While patients have been displaced, staff has also undergone some drastic changes. “It’s been a nightmare for them. We are taking them in vans to the sites. Brattleboro is two-and-a-half hours away, Springfield, an hour-and-a-half. They are quite geographically dispersed,” says Oliver. “We are putting them up in hotels and they are working long hours and are not familiar with these facilities. But this is invaluable to the continuity of care to patients. Staff has really stepped up to the plate.”

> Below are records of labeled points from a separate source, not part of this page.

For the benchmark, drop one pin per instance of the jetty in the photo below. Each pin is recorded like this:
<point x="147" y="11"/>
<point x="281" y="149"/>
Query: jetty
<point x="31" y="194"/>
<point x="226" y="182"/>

Jill M. Olson, vice president of policy and legislative affairs for the Vermont Association of Hospitals and Health Systems, says that the devastation at VSH means the loss of an “essential facility.” She says, “What’s happened is that we’ve lost a high-level acuity from the system,” adding that no alternative to the state hospital currently exists. She applauds the Brattleboro Retreat for opening 15 beds to VSH patients, but says that adding more without making significant changes is not feasible.
While an alternative plan for the state hospital inpatients had to be developed under crisis conditions, Olson emphasizes that a more pressing problem is complicating the situation. “It’s about people who keep coming into the system,” she says. “We have about 300 admissions to the state hospital every year. November and December are busy months. There is not enough capacity to take care of them.” She says that these patients will ultimately become stuck in emergency rooms, “the worst place for someone in crisis to be.”
Olson commends Commissioner Oliver for her efforts in this situation and is collaborating with her to determine a next step. Both women testified at the Mental Health Oversight Committee meeting, which took place on October 11. Linda Corey from Vermont Psychiatric Survivors, Wendy Beinner, director, NAMI VT and Floyd Nease, executive director, Vermont Association for Mental Health also provided input on the future of the state hospital. No additional information regarding the meeting and its findings was available at the time of publication.
Oliver says, “Our timeline is yesterday. We are looking at safe alternatives. Our prior plans are still in the picture, although we are not moving as quickly as we’d like.” She further explains that the situation remains “fluid” and that DMH continues its exploration process. “We’re in crisis mode. People are stretching themselves. We don’t want to overburden them any more than we already have.”